Volume 7 · 309 words · 1860 Edition

(from κύων, a dog) a sect of ancient philosophers, deriving their name either from their snarling habits, or from the Cynosarges, in which Antisthenes, the founder of the school, used to lecture. It is not at all improbable that even the name of the place was derived from the characteristic mood of its occupants. The Cynics form one of the three great branches of the Socratic philosophy, the schools of Aristippus of Cyrene and Euclid of Megara being the other two. Its founder was Antisthenes; its prodigy, Diogenes; while, as secondary expounders of its doctrines, or rather mimic patterns of its discipline, we have Onesicritus, Monimus, and Crates. Perhaps no sect in ancient times was more indebted to the peculiar idiosyncrasy of its originators. Indeed, it originated entirely in their own inverted ambition, and, like all professional ribaldry and scoffing, it quickly changed its rude and caustic pantomime for open indecency and licentiousness.
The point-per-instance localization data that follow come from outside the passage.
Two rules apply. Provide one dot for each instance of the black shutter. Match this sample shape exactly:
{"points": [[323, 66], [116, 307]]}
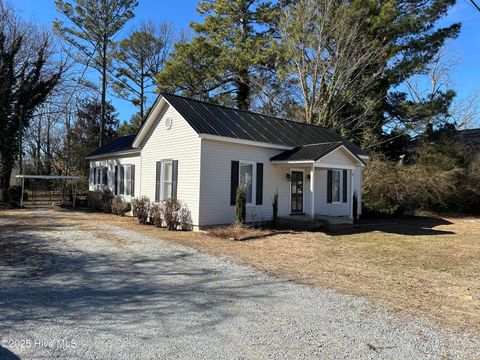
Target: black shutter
{"points": [[122, 180], [115, 184], [259, 190], [329, 186], [157, 181], [174, 178], [132, 174], [234, 182], [105, 176]]}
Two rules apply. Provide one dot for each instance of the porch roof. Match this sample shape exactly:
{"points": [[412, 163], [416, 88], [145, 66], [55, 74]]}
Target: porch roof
{"points": [[311, 152]]}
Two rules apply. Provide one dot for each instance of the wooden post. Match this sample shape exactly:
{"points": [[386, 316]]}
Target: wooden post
{"points": [[312, 190]]}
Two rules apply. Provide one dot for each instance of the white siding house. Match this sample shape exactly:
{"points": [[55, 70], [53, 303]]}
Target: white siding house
{"points": [[199, 153]]}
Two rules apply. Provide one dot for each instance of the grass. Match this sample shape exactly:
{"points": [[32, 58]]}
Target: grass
{"points": [[427, 267]]}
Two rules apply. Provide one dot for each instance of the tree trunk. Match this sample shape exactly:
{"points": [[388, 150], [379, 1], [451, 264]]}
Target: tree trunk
{"points": [[104, 92], [6, 166]]}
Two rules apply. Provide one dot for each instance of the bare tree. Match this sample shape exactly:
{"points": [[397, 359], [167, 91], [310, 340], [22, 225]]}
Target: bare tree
{"points": [[138, 59], [331, 62]]}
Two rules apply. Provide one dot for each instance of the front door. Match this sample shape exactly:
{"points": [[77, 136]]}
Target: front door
{"points": [[296, 183]]}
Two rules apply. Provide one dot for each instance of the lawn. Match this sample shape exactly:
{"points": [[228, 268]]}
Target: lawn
{"points": [[427, 267]]}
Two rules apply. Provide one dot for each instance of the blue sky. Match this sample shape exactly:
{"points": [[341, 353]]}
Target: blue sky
{"points": [[465, 49]]}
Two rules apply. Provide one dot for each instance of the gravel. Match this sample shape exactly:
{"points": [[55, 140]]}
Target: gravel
{"points": [[133, 297]]}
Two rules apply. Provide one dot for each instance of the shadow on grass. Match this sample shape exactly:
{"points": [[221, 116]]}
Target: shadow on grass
{"points": [[400, 225]]}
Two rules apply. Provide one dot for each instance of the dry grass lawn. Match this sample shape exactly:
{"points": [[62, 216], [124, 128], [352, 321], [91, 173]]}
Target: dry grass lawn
{"points": [[424, 267]]}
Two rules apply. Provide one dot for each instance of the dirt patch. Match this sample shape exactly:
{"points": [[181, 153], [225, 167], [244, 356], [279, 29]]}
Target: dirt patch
{"points": [[243, 232]]}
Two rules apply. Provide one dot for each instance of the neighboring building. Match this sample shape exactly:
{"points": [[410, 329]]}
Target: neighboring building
{"points": [[199, 153]]}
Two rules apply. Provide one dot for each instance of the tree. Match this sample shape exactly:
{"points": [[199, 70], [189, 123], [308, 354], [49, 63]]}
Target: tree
{"points": [[412, 38], [131, 127], [139, 58], [25, 81], [93, 24], [231, 47], [87, 126], [328, 58]]}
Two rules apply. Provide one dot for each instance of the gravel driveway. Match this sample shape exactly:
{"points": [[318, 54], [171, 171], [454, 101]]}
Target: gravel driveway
{"points": [[101, 292]]}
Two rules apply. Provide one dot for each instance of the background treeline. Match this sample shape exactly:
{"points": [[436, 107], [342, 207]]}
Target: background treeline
{"points": [[376, 71]]}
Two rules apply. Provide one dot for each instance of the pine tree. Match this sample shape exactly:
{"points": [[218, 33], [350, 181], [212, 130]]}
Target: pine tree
{"points": [[92, 26], [231, 47]]}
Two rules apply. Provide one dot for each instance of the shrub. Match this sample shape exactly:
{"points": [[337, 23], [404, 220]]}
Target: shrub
{"points": [[171, 213], [119, 206], [106, 200], [157, 214], [185, 218], [141, 206], [275, 208], [241, 205]]}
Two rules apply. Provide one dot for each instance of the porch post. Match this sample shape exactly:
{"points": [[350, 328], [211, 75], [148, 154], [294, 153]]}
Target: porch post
{"points": [[351, 193], [23, 190], [312, 191]]}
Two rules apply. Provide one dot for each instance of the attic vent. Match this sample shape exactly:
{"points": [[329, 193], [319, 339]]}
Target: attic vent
{"points": [[168, 123]]}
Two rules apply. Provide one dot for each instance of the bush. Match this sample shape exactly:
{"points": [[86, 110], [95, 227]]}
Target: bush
{"points": [[106, 200], [157, 214], [241, 205], [141, 208], [355, 206], [171, 213], [275, 208], [119, 206], [393, 188]]}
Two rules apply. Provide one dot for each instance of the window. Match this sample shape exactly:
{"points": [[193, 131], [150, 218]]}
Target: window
{"points": [[245, 180], [100, 176], [125, 180], [336, 185], [167, 180]]}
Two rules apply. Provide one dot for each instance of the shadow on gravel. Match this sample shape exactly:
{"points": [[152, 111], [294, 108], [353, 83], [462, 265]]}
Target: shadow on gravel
{"points": [[6, 354], [43, 280]]}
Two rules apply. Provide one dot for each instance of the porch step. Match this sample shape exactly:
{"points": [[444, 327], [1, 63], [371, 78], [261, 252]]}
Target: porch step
{"points": [[335, 223]]}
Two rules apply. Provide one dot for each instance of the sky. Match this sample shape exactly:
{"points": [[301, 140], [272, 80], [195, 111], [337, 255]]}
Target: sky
{"points": [[465, 50]]}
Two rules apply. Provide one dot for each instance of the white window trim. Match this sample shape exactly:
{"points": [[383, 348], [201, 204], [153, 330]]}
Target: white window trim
{"points": [[96, 171], [162, 173], [125, 181], [290, 189], [340, 192], [254, 179]]}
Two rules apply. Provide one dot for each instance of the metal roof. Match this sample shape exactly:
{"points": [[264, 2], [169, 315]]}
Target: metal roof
{"points": [[211, 119], [308, 152], [206, 118], [123, 143]]}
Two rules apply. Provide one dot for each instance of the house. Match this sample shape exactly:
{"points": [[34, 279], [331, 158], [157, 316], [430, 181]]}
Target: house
{"points": [[200, 153]]}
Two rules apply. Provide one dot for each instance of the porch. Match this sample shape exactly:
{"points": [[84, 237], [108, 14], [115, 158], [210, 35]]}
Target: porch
{"points": [[322, 184]]}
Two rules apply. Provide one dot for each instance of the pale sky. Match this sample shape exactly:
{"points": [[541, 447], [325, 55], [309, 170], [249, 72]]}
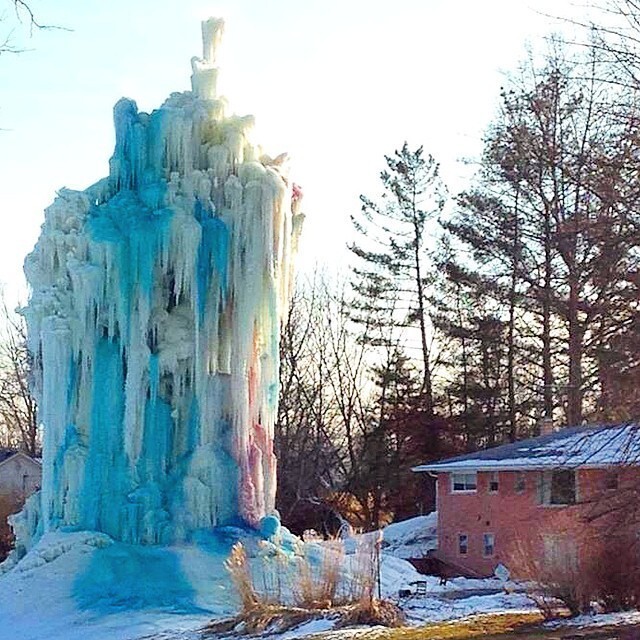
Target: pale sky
{"points": [[336, 83]]}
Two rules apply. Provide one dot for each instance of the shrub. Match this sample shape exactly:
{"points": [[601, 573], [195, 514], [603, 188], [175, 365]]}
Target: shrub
{"points": [[606, 577]]}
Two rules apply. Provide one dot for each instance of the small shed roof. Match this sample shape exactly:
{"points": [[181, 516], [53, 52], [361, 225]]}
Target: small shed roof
{"points": [[588, 446]]}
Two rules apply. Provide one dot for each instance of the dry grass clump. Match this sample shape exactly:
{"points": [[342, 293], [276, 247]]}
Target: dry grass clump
{"points": [[237, 565], [374, 613], [264, 617], [317, 587], [286, 590]]}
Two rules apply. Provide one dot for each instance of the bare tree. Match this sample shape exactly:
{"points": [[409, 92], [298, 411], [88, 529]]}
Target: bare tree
{"points": [[18, 411], [18, 20]]}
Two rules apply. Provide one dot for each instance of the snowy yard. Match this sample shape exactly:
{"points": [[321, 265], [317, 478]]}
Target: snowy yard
{"points": [[84, 586]]}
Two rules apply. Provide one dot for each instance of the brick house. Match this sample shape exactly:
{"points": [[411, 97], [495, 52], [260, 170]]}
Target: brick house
{"points": [[20, 476], [561, 497]]}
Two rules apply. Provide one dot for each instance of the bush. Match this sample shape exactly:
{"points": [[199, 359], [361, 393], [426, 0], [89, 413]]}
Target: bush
{"points": [[607, 578]]}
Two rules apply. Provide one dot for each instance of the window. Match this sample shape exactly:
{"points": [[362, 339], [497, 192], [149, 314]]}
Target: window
{"points": [[611, 480], [560, 554], [488, 544], [463, 482], [558, 487]]}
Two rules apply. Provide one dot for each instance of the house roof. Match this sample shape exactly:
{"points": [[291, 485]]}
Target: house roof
{"points": [[590, 446], [6, 453]]}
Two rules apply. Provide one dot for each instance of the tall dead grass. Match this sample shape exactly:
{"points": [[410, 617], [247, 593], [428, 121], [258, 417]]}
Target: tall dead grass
{"points": [[320, 578]]}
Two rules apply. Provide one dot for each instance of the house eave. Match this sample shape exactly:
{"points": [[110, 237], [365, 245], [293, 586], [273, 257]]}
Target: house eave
{"points": [[24, 455], [435, 468]]}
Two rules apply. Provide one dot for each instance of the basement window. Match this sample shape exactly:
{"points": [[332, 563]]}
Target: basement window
{"points": [[612, 481], [488, 544], [521, 483], [464, 482], [558, 487]]}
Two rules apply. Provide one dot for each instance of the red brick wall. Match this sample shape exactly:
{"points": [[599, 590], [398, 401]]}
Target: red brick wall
{"points": [[517, 520]]}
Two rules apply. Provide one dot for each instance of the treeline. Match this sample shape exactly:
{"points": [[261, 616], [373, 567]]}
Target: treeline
{"points": [[471, 320]]}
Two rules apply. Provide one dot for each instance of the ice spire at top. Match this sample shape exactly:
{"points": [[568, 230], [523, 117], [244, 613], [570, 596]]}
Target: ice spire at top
{"points": [[212, 30], [205, 73]]}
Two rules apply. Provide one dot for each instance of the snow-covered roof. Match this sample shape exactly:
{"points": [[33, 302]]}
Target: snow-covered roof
{"points": [[589, 446]]}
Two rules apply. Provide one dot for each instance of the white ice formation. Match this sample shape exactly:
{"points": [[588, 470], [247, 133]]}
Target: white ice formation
{"points": [[153, 321]]}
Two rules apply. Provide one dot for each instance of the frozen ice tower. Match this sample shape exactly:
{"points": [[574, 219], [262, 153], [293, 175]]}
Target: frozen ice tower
{"points": [[157, 296]]}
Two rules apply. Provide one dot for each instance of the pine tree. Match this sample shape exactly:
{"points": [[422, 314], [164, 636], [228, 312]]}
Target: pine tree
{"points": [[391, 274]]}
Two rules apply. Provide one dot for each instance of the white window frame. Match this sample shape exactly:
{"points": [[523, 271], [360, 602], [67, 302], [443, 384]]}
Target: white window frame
{"points": [[545, 489], [494, 476], [485, 546], [465, 475], [520, 476]]}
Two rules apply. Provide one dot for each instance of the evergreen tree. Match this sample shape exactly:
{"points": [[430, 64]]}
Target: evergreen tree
{"points": [[391, 273]]}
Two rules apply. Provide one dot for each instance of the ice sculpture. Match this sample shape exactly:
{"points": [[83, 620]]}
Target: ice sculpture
{"points": [[154, 316]]}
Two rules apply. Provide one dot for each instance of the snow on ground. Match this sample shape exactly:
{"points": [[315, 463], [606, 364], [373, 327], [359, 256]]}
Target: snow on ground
{"points": [[412, 538], [84, 586], [599, 620]]}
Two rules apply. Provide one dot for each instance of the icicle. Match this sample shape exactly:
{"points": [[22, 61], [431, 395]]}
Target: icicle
{"points": [[154, 323]]}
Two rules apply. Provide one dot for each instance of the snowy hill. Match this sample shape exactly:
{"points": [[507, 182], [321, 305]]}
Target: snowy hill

Mistaking the Socratic doctrine of man's superiority to circumstances, the Cynics not only gloried in the contempt of pleasure, but in an utter disregard of social distinctions, and a perfect insensibility to the decencies and charities of life. In this they seem to have imitated the discipline to the neglect of the doctrine of Socrates; and the entire absence of dogmatic principles may fairly entitle us to challenge their claim to the appellation of moral philosophers at all. Regarding themselves as out of the pale of civilized society, they aimed their taunts and sneers at all the minor moralities of life, and in their caricature of what they regarded as factitious they systematically destroyed the external defences of virtue. Their philosophy is of importance principally as furnishing the historical antecedents of Stoicism, which, while supplanting it, was deeply imbued with its misanthropical and unearthly morality. For the characteristic eccentricities of the leading Cynics, see their biographies.